Saturday, December 01, 2018

Book-A-Day 2018 #335: Ghost in the Shell 2: Man-Machine Interface by Masamune Shirow

OK, the original Ghost in the Shell is not as wonderful as some people say, but it's a solid cyberpunk story in comics form: crisp and understandable and visually interesting and a good example of a particular era in manga and science fiction.

Its sequel, though...is not good. Ghost in the Shell 2: Man-Machine Interface is tedious, hermetic, endlessly dull, obsessed with its own fictional hacking terms, deeply snoozy, confusing about what scenes take place in cyberspace and which in the real world, painfully boring, and full of characters most of whom seem to be Major Motoko Kusanagi with different color hair -- or maybe Motoko Someone-else. And despite the thousands and thousands of words filling the panels here, and running in ant-type text boxes at the bottoms and sides of nearly every page, it fails entirely to adequately explain both what is actually happening and why we should care.

It doesn't help that both the bafflegab and the underlying assumptions about computer development in this story from the mid-90s are very divergent from what actually happened since then. That's obviously a danger for any near-future SF story more than a few years old, but Shirow focuses intently on those pointless details, telling his readers all of the detailed cyber-stuff that's going on in an endless flow of terms he invented and which don't match anything computers do in the real world.

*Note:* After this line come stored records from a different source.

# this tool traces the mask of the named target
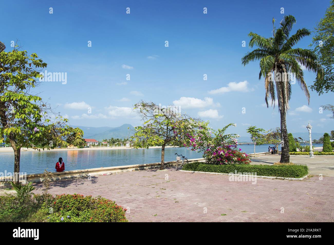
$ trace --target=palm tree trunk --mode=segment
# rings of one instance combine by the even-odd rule
[[[164,162],[165,160],[165,145],[164,144],[162,145],[161,147],[161,163],[160,165],[160,170],[163,170],[164,169]]]
[[[281,145],[282,150],[281,153],[281,163],[290,162],[290,155],[289,155],[289,141],[288,139],[288,130],[287,129],[286,120],[286,112],[285,110],[281,110],[281,130],[282,138]]]

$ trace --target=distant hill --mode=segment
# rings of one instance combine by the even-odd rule
[[[131,130],[134,128],[130,124],[123,124],[116,127],[85,127],[82,126],[72,125],[73,127],[78,127],[84,131],[84,138],[94,139],[101,141],[111,138],[124,138],[133,134]],[[128,130],[128,127],[130,128]]]
[[[72,125],[74,127],[78,127],[84,131],[84,137],[85,138],[95,139],[97,140],[101,141],[104,139],[109,139],[111,137],[124,138],[131,136],[133,132],[131,130],[134,127],[131,124],[123,124],[122,126],[116,127],[85,127],[82,126]],[[129,130],[128,127],[129,127]],[[292,135],[295,138],[300,137],[303,139],[308,140],[309,133],[306,132],[293,133]],[[319,139],[321,137],[324,136],[323,133],[312,133],[312,139]],[[238,142],[251,142],[252,140],[249,136],[240,136],[238,138]]]

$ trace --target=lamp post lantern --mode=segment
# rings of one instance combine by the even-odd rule
[[[2,42],[0,42],[0,53],[4,50],[6,46],[5,46],[4,44]]]
[[[310,122],[309,122],[309,124],[306,126],[306,128],[309,130],[309,138],[310,140],[310,157],[314,157],[313,149],[312,148],[312,139],[311,138],[311,130],[312,129],[312,126],[310,125]]]

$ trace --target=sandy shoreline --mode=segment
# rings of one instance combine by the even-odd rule
[[[172,147],[179,147],[179,146],[165,146],[165,148],[171,148]],[[161,148],[161,146],[151,146],[149,147],[149,149]],[[140,149],[141,148],[139,148]],[[57,151],[64,150],[123,150],[124,149],[134,149],[134,148],[132,148],[131,147],[126,147],[125,146],[118,146],[115,147],[91,147],[89,148],[64,148],[61,149],[51,149],[50,150],[45,149],[44,149],[44,151]],[[41,149],[40,149],[40,150],[41,151],[43,151],[43,150]],[[21,152],[24,152],[25,151],[35,151],[37,150],[35,150],[32,149],[32,148],[21,148]],[[11,147],[1,147],[1,148],[0,148],[0,153],[11,152],[14,152],[14,151],[13,149],[13,148]]]

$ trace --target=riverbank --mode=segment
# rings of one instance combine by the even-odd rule
[[[179,147],[177,146],[169,146],[165,147],[165,148]],[[149,149],[161,148],[161,146],[150,146]],[[114,147],[90,147],[87,148],[56,148],[50,149],[48,150],[47,149],[40,149],[41,151],[59,151],[64,150],[123,150],[125,149],[134,149],[132,147],[126,147],[126,146],[115,146]],[[138,148],[138,149],[146,149],[146,148]],[[21,148],[21,152],[25,151],[37,151],[38,149],[34,149],[32,148]],[[14,152],[14,151],[11,147],[2,147],[0,148],[0,153],[1,152]]]

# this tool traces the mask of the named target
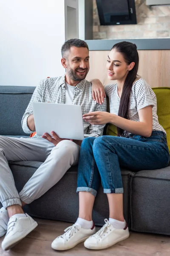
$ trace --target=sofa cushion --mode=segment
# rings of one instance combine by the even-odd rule
[[[159,122],[166,131],[170,152],[170,87],[156,87],[153,90],[157,98]]]
[[[170,88],[160,87],[152,89],[156,96],[159,122],[167,132],[167,144],[170,152]],[[109,124],[107,128],[106,135],[116,136],[116,127]]]
[[[10,162],[16,186],[18,192],[42,164],[40,162],[19,161]],[[124,189],[124,208],[125,218],[129,219],[129,176],[131,172],[122,170]],[[71,167],[52,188],[41,198],[25,207],[25,210],[33,216],[40,218],[74,222],[79,211],[79,199],[76,193],[77,166]],[[93,218],[96,224],[102,225],[104,220],[109,217],[107,196],[100,186],[93,211]]]
[[[22,128],[21,120],[35,88],[0,86],[0,134],[28,135]]]
[[[170,235],[170,163],[133,173],[131,178],[131,230]]]

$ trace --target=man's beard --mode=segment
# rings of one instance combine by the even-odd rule
[[[83,68],[80,68],[79,67],[79,68],[76,68],[75,70],[75,71],[74,71],[74,70],[73,69],[72,69],[71,68],[70,68],[70,67],[69,67],[69,68],[68,68],[68,73],[70,78],[71,78],[72,80],[74,80],[74,81],[81,81],[82,80],[84,80],[86,78],[86,76],[88,73],[88,70],[87,68],[83,69]],[[82,78],[81,78],[80,77],[79,77],[78,76],[77,76],[76,75],[76,72],[77,70],[85,70],[86,71],[86,72],[85,72],[85,75],[84,75],[83,77],[82,77]],[[81,74],[81,73],[80,73]]]

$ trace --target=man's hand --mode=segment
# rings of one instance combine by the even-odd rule
[[[42,138],[43,138],[43,139],[45,139],[45,140],[47,140],[50,142],[53,143],[54,146],[57,145],[59,142],[62,141],[62,140],[68,140],[68,139],[60,139],[60,138],[59,138],[59,137],[57,136],[57,135],[54,131],[51,131],[51,134],[53,138],[52,138],[51,135],[47,133],[44,134],[44,135],[42,136]],[[73,140],[71,140],[71,141],[73,141]]]
[[[27,124],[29,128],[32,131],[35,131],[35,123],[33,114],[29,116],[27,119]]]

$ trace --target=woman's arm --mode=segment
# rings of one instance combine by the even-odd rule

It's also deeply fan-servicey, as you can see from the cover. All of the women who are Motoko spend the book wearing things that aren't exactly clothes when they wear anything at all. But they seem to be mostly cyborgs, so they don't have nipples, which I guess makes it OK? I was more annoyed than titillated, because of how amazingly blatant it all is. When they're not naked, they tend to wear things that are even more obvious, like a long open coat over panties and nothing else or the sex-dungeon outfit on the cover. (Or, I'd almost forgotten, the first thing we see a Motoko wearing: a skin-tight semi-cheongsam with strategic cutouts and a skirt that falls, more often that not, in precisely the right way to show off her camo panties.) Shirow and his studio are good at drawing the bodies of pretty girls, but I wish they hadn't insisted on doing so in nearly every panel of every page.

And what's the story about? Frankly, I'm not sure. It's a few years after the first Ghost, and Motoko (or one of the Motoko entities, at least) is working for a corporation, doing her usual work of killing people violently for reasons that are murky. This time out, she's aided by cute little computer-graphics thingies (gremlins? software agents? mini-AIs?) and works from a high-tech submarine for no obvious reason other than the Rule of Cool. She's in cyberspace a lot of the time, which adds to the confusion -- we switch viewpoints from a maybe-Motoko in the real world to a maybe-Motoko in cyberspace and then to a different maybe-Motoko in the real world, and it seems like most of the time they're all the same person...but not always. And all of Shirow's female characters can only be distinguished by hair style and color to begin with, particularly since he doesn't have people call each other by name all that much. (The names of the gremlin mini-AIs, now, those are used a lot, which is useless since they all look exactly the same anyway.)

There's some giant big energy things far away in cyberspace, which Motoko wants to investigate. There are some shadowy organizations doing things Shirow never really explains, and who may be opposed to Motoko or her employer, or maybe working in parallel, or maybe just randomly running into each other. Shirow is more interested in packing in another hundred words about how hacking works in his world. Motoko, and maybe even some other people who aren't Motoko, run around the real world and cyberspace, doing random violent things and showing off their panties at least once per page, and then there is Something Transcendent in Cyberspace, OG Bill Gibson stylee.

Do not read this book. Even if you loved the original Ghost in the Shell. Even if you really like Shirow's art. (This book is primarily color, and there's a lot of impressive stuff here.) Even if looking at pictures of manga girls pretend-naked is your top fetish in the world. Well...maybe if all of those things are true.